TechFlow news — On January 5, blockchain security firm SlowMist released its "2024 Blockchain Security and Anti-Money Laundering Annual Report," which highlights the following key findings:
- According to data from the SlowMist Hacked incident database, there were 410 blockchain security incidents in 2024, resulting in total losses of $2.013 billion. Compared to 2023 (464 incidents, ~$2.486 billion in losses), this represents a 19.02% year-on-year decrease in financial damage. There were 30 incidents with individual losses exceeding $1 million, totaling $171 million in losses. The average victim lost $5.7 million, with the largest single theft amounting to $55.48 million.

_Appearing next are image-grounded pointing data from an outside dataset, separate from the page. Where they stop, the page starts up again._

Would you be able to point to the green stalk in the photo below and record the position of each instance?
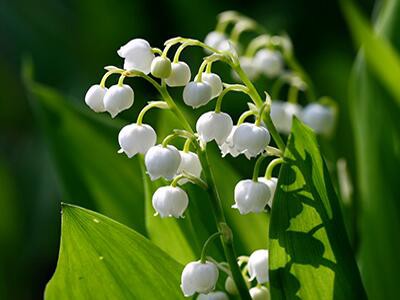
(259, 102)
(222, 226)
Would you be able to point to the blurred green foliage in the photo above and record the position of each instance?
(69, 43)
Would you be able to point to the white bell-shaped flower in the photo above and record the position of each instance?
(214, 81)
(180, 74)
(251, 139)
(198, 277)
(258, 266)
(260, 293)
(272, 183)
(269, 62)
(218, 295)
(118, 98)
(319, 117)
(251, 196)
(94, 98)
(248, 66)
(228, 147)
(196, 94)
(214, 38)
(214, 126)
(190, 163)
(161, 67)
(282, 114)
(170, 201)
(138, 55)
(135, 138)
(162, 161)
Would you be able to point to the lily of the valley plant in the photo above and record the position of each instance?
(256, 134)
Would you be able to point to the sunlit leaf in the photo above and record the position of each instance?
(102, 259)
(310, 255)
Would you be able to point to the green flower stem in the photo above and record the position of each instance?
(229, 88)
(245, 115)
(121, 80)
(150, 105)
(179, 51)
(206, 245)
(104, 79)
(271, 166)
(226, 236)
(258, 101)
(292, 94)
(226, 233)
(156, 51)
(186, 147)
(257, 166)
(193, 179)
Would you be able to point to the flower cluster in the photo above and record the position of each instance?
(202, 276)
(251, 135)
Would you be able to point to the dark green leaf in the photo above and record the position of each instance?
(310, 255)
(84, 150)
(380, 55)
(375, 117)
(102, 259)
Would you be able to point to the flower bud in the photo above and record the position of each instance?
(180, 74)
(214, 126)
(162, 162)
(196, 94)
(94, 98)
(248, 66)
(138, 55)
(218, 295)
(161, 67)
(198, 277)
(135, 138)
(190, 163)
(118, 98)
(251, 196)
(258, 266)
(259, 293)
(271, 183)
(319, 117)
(269, 62)
(214, 81)
(228, 147)
(170, 201)
(251, 139)
(214, 38)
(282, 114)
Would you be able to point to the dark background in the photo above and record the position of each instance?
(69, 43)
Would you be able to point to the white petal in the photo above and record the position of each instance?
(94, 98)
(162, 162)
(180, 74)
(196, 94)
(118, 98)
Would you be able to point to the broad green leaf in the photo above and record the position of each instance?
(102, 259)
(376, 126)
(380, 55)
(84, 150)
(310, 255)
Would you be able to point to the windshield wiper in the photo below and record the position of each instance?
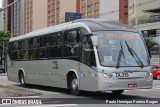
(134, 55)
(120, 55)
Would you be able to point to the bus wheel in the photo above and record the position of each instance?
(74, 85)
(158, 77)
(117, 92)
(22, 80)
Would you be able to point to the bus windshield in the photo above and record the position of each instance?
(121, 49)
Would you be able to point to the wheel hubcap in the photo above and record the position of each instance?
(75, 84)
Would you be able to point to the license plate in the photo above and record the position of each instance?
(122, 75)
(132, 85)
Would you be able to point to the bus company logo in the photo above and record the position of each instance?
(6, 101)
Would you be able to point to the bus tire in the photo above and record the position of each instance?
(73, 85)
(117, 92)
(22, 79)
(158, 77)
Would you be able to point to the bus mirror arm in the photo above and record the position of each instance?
(95, 40)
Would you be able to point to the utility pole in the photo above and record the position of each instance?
(2, 9)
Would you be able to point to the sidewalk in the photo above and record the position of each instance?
(13, 89)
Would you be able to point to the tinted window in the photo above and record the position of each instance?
(25, 44)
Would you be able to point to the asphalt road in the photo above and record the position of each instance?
(56, 97)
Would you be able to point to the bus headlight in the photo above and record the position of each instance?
(105, 75)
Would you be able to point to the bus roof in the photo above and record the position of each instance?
(92, 25)
(103, 24)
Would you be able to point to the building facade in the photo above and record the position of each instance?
(140, 10)
(7, 15)
(109, 10)
(145, 16)
(29, 15)
(105, 9)
(123, 11)
(90, 8)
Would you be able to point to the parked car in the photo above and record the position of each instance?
(2, 70)
(154, 18)
(156, 71)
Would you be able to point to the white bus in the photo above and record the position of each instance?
(90, 55)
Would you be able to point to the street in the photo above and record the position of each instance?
(62, 97)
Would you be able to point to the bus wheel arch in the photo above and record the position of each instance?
(21, 76)
(73, 83)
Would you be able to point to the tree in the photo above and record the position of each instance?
(150, 43)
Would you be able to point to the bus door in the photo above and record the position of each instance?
(88, 78)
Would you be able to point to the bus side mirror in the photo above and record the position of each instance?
(86, 37)
(95, 40)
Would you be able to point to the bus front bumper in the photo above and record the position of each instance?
(125, 84)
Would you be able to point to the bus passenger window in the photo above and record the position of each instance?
(71, 48)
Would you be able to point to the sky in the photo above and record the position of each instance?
(0, 3)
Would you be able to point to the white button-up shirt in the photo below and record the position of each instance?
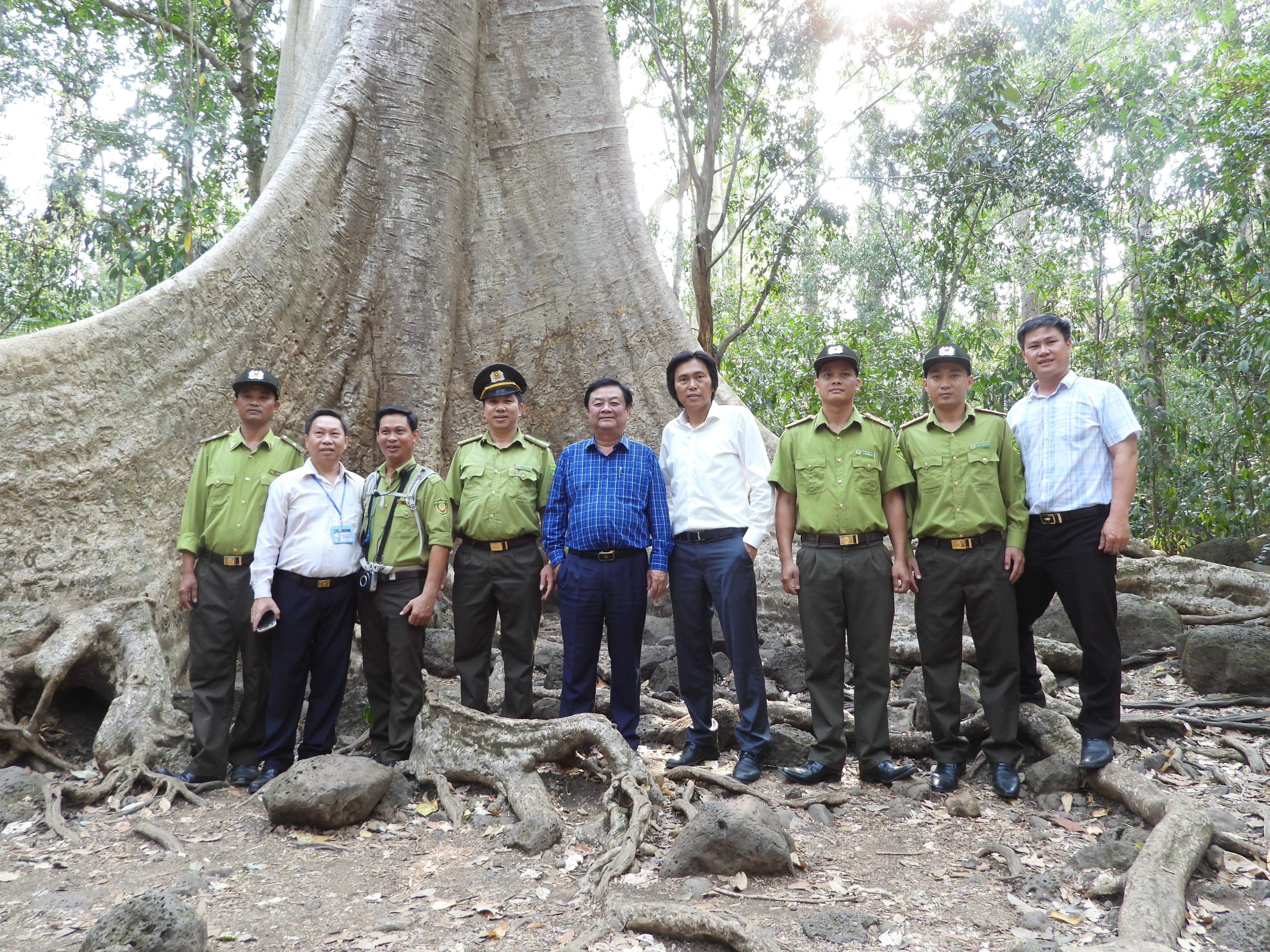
(717, 474)
(296, 534)
(1065, 440)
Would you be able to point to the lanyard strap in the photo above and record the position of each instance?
(340, 509)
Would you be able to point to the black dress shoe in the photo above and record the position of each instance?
(945, 776)
(266, 776)
(243, 775)
(812, 772)
(748, 769)
(695, 755)
(887, 772)
(1005, 780)
(189, 777)
(1095, 753)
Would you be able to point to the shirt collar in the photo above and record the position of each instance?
(1068, 381)
(623, 443)
(237, 440)
(519, 439)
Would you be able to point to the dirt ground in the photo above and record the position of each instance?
(416, 885)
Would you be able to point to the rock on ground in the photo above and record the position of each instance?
(1223, 551)
(1055, 775)
(157, 922)
(1222, 659)
(840, 926)
(789, 747)
(22, 795)
(731, 837)
(327, 791)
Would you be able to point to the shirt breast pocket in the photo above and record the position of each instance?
(810, 475)
(220, 489)
(865, 475)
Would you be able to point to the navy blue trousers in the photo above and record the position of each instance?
(719, 574)
(597, 596)
(310, 645)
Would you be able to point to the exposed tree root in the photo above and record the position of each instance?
(1155, 901)
(456, 743)
(684, 922)
(111, 648)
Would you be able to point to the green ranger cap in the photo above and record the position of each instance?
(497, 380)
(258, 375)
(947, 353)
(837, 352)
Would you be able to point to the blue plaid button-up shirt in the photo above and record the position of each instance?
(607, 502)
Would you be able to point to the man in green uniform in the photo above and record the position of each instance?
(839, 482)
(223, 513)
(406, 549)
(970, 492)
(500, 483)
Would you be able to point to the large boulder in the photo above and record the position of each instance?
(1223, 551)
(1227, 659)
(731, 837)
(1143, 625)
(157, 922)
(327, 791)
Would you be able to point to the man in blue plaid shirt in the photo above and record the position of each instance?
(607, 507)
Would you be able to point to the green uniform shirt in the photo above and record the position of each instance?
(403, 546)
(501, 493)
(970, 480)
(839, 478)
(225, 502)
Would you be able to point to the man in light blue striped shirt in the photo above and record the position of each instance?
(1079, 439)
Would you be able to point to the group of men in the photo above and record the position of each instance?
(280, 559)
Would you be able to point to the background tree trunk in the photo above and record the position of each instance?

- In terms of root causes, smart contract vulnerabilities led to the highest number of incidents (99 cases), causing approximately $214 million in losses. DeFi remained the most frequently targeted sector, accounting for 339 incidents (82.68% of all incidents) and $1.029 billion in losses—an increase of 33.12% compared to the previous year.
- By ecosystem, Ethereum suffered the highest losses at $465 million, followed by BSC at $87.35 million.
- By time period, Q1 experienced the heaviest losses—$187 million affecting 175,000 victims. Combined losses in Q2 and Q3 reached $257 million, with victim numbers dropping to 90,000. In Q4, losses decreased further to $51 million impacting only 30,000 victims, indicating an overall improvement in security resilience.
The top 10 highest-loss attacks in 2024 and their associated amounts include: DMM Bitcoin ($305 million), PlayDapp ($290 million), WazirX ($230 million), BtcTurk ($90 million), Munchables ($62.5 million), Radiant Capital ($50 million), BingX ($45 million), Hedgey Finance ($44.7 million), Penpie ($27.35 million), and FixedFloat ($26.1 million).
- In 2024, there were 58 Rug Pulls, resulting in ~$106 million in losses. The ZKSync ecosystem incurred the highest losses—$36.95 million—while BSC saw the most rug pulls, with 28 incidents.
- Wallet phishing attacks caused approximately $494 million in losses in 2024, a 67% increase year-on-year. The largest single theft via phishing reached $55.48 million, marking a significant rise in attack severity.
The report also provides detailed analysis on specific fraud tactics, anti-money laundering efforts, and regulatory trends. Out of the 410 security incidents, only 24 resulted in full or partial fund recovery after attacks. Based on disclosed data, approximately $166 million was returned, representing 8.25% of total losses (~$2.013 billion).